Thursday, November 11, 2010
Debt Commission Seeks Social Security Cuts and Tax Increases - NYTimes.com
WASHINGTON — The chairmen of President Obama’s bipartisan commission on reducing the national debt outlined a politically provocative and economically ambitious package of spending cuts and tax increases on Wednesday, igniting a debate that is likely to grip the country for years.
The plan calls for deep cuts in domestic and military spending, a gradual 15-cents-a-gallon increase in the federal gasoline tax, limiting or eliminating popular tax breaks in return for lower rates, and benefit cuts and an increased retirement age for Social Security.

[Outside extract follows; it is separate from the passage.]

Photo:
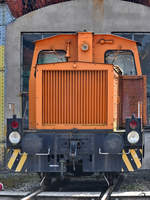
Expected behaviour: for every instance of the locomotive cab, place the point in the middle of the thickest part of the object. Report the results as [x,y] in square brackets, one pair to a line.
[87,107]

Those changes and others, none of which would take effect before 2012 to avoid undermining the tepid economic recovery, would erase nearly $4 trillion from projected deficits through 2020, the proposal says, and stabilize the accumulated debt.
“It’s time to lay it out on the table and let the American people start to chew on it,” said Alan K. Simpson, the former Republican Senate leader who is one of the co-chairmen, along with Erskine B. Bowles, who was White House chief of staff under President Bill Clinton.
Their outline will be the basis for negotiation within the commission, which has a Dec. 1 deadline for submitting a final plan. It represents a challenge to both parties: to Mr. Obama and the Democrats, to show in the wake of the midterm election that they are serious about their pledges to address long-term deficits, and to Republicans, who for the most part have ruled out consideration of tax increases even as they have promised new adherence to fiscal responsibility.
Liberal groups immediately condemned the plan when news of it broke, for its Social Security and Medicare changes and for the scope of the spending cuts. The House speaker, Nancy Pelosi, in a statement called it “simply unacceptable.”
The furor on the left was not matched — yet — by a similar outcry from the right to the draft’s proposed revenue increases, cuts to the military or other options.
The plan has many elements with the potential to draw intense political fire. It lays out options for overhauling the tax code that include limiting or eliminating the mortgage interest deduction, the child tax credit and the earned income tax credit. It envisions cutting Pentagon weapons programs and paring back almost all domestic programs.
The plan would reduce cost-of-living increases for all federal programs, including Social Security. It would reduce projected Social Security benefits to most retirees in later decades, though low-income people would get higher benefits. The retirement age for full benefits would be slowly raised to 69 from 67 by 2075, with a “hardship exemption” for people who physically cannot work past 62. And higher levels of income would be subject to payroll taxes.
But the plan would not count Social Security savings toward the overall deficit-reduction goal that Mr. Obama set for fiscal year 2015, reflecting the chairmen’s sensitivity to liberal critics who have complained that Social Security should be fixed only for its own sake, not to help balance the nation’s books.